JavaDStream<Long> count = words.count(); Returns the number of words in the line of text Therefore, the

number of words in the

RDD was 13, so it returned 13 as output. This was after applying flatMap which split the word line into individual words. If we apply without dividing the words we will see what we get.

Returns the number of lines you receive in each batch

Since we haven’t broken down the word line into individual words, spark is treating the entire line as a single item. In the first batch, it receives 3 lines, so it returns the count as 3, and the next batches receive 2 and 6 lines, so the count is 3 and 6 respectively.

countByValue takes a DStream of type k and counts the number of times the key appears in the RDD and returns a paired PairedDStream of pairs (k, value).

Here, having split the word line with flatMap, I applied the countByValue transformation.
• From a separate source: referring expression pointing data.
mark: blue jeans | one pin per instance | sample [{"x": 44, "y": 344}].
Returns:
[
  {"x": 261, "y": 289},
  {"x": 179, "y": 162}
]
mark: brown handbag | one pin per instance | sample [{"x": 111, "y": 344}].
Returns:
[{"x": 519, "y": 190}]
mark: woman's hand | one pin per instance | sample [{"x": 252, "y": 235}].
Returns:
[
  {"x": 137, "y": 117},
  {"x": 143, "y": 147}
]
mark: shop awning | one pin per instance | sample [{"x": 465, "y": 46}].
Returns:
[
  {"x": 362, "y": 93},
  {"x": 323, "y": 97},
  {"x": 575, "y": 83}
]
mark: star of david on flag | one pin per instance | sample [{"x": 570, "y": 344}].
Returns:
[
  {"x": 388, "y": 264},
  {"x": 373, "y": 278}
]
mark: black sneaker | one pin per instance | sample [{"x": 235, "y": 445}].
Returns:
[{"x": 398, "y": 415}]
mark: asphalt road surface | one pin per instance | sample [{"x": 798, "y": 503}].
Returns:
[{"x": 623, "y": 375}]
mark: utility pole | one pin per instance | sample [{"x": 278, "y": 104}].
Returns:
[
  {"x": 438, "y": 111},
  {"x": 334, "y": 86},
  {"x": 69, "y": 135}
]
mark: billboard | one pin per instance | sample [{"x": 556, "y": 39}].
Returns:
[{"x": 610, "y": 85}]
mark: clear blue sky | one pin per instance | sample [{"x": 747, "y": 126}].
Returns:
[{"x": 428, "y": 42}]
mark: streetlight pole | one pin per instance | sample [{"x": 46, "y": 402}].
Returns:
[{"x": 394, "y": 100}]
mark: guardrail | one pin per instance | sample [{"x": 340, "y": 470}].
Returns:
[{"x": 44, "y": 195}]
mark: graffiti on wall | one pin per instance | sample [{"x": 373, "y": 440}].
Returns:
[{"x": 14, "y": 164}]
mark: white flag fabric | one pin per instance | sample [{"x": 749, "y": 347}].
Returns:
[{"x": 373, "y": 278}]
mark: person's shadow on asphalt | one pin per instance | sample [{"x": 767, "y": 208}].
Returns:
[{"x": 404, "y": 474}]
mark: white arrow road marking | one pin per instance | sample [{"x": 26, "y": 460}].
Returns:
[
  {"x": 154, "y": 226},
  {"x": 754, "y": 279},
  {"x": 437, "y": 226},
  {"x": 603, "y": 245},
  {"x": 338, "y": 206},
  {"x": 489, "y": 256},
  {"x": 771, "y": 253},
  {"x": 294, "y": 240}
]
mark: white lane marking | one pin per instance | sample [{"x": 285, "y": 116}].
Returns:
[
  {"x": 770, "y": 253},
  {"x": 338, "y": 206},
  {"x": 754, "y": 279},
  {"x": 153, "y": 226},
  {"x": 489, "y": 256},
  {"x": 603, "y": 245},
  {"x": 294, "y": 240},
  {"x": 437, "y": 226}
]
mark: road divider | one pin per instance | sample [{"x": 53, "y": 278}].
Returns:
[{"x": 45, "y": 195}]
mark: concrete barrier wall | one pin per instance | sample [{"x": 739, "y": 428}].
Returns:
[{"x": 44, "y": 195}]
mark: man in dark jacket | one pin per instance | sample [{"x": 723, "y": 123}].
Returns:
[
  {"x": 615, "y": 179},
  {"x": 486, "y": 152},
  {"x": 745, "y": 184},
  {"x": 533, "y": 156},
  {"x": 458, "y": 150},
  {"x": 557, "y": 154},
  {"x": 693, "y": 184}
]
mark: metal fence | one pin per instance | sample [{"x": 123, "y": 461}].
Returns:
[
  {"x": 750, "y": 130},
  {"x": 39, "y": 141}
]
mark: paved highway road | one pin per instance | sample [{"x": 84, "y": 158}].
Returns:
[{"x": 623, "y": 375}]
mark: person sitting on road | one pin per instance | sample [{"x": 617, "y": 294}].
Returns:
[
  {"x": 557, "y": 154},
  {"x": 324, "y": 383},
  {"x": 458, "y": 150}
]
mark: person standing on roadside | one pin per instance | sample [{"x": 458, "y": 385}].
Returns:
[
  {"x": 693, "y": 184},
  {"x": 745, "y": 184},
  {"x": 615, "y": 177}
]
JavaPairDStream<String, Long> countByValue = words.countByValue();

Counts how many times a word appears in an RDD

Now I will show you some actions that we can perform in RDDs. So basically, we’re applying transformations on DStreams that contain RDDs, and we’re applying functions on those RDDs when we specify a transformation. There are some actions that Spark provides that we can apply on these RDDs.

So let’s say I want to organize the key value pairs I got after applying countByValue in descending order. What I can do is swap those pairs of key values and then sort them, which I will show later. Using the mapToPair transformation, I am using the swap action in RDD to change it to pairs (Long, String).

JavaPairDStream<Long, String> swap = countByValue.mapToPair(x -> x.swap());


input swap action

swaps the key value pairs

Now to sort the values in descending order, I can use the RDD sortByKey transformation. It will be sorted in ascending or descending order according to the specified Boolean value. If we do not specify the Boolean value, it will be sorted in ascending as default.

Now to use sortByKey, I will use the transformToPair transformation. A transform function returns a new DStream by applying RDD to RDD transformation on each RDD. Here I want to return PairedDStream, so I will use transformToPair.

JavaPairDStream<Long, String> sort = swap.transformToPair(x -> x.sortByKey(false)); Sort the keys

in descending order

Now I can swap the pairs again using mapToPair to get words as keys and counts as values.

JavaPairDStream<String, Long> swap_again = sort.mapToPair(x -> x.swap());

Exchanged again

This was a summary of how spark streaming works and some examples of how we apply transformations to DStreams. Thanks for reading!!! If you have doubts, you can ask me in the comments section.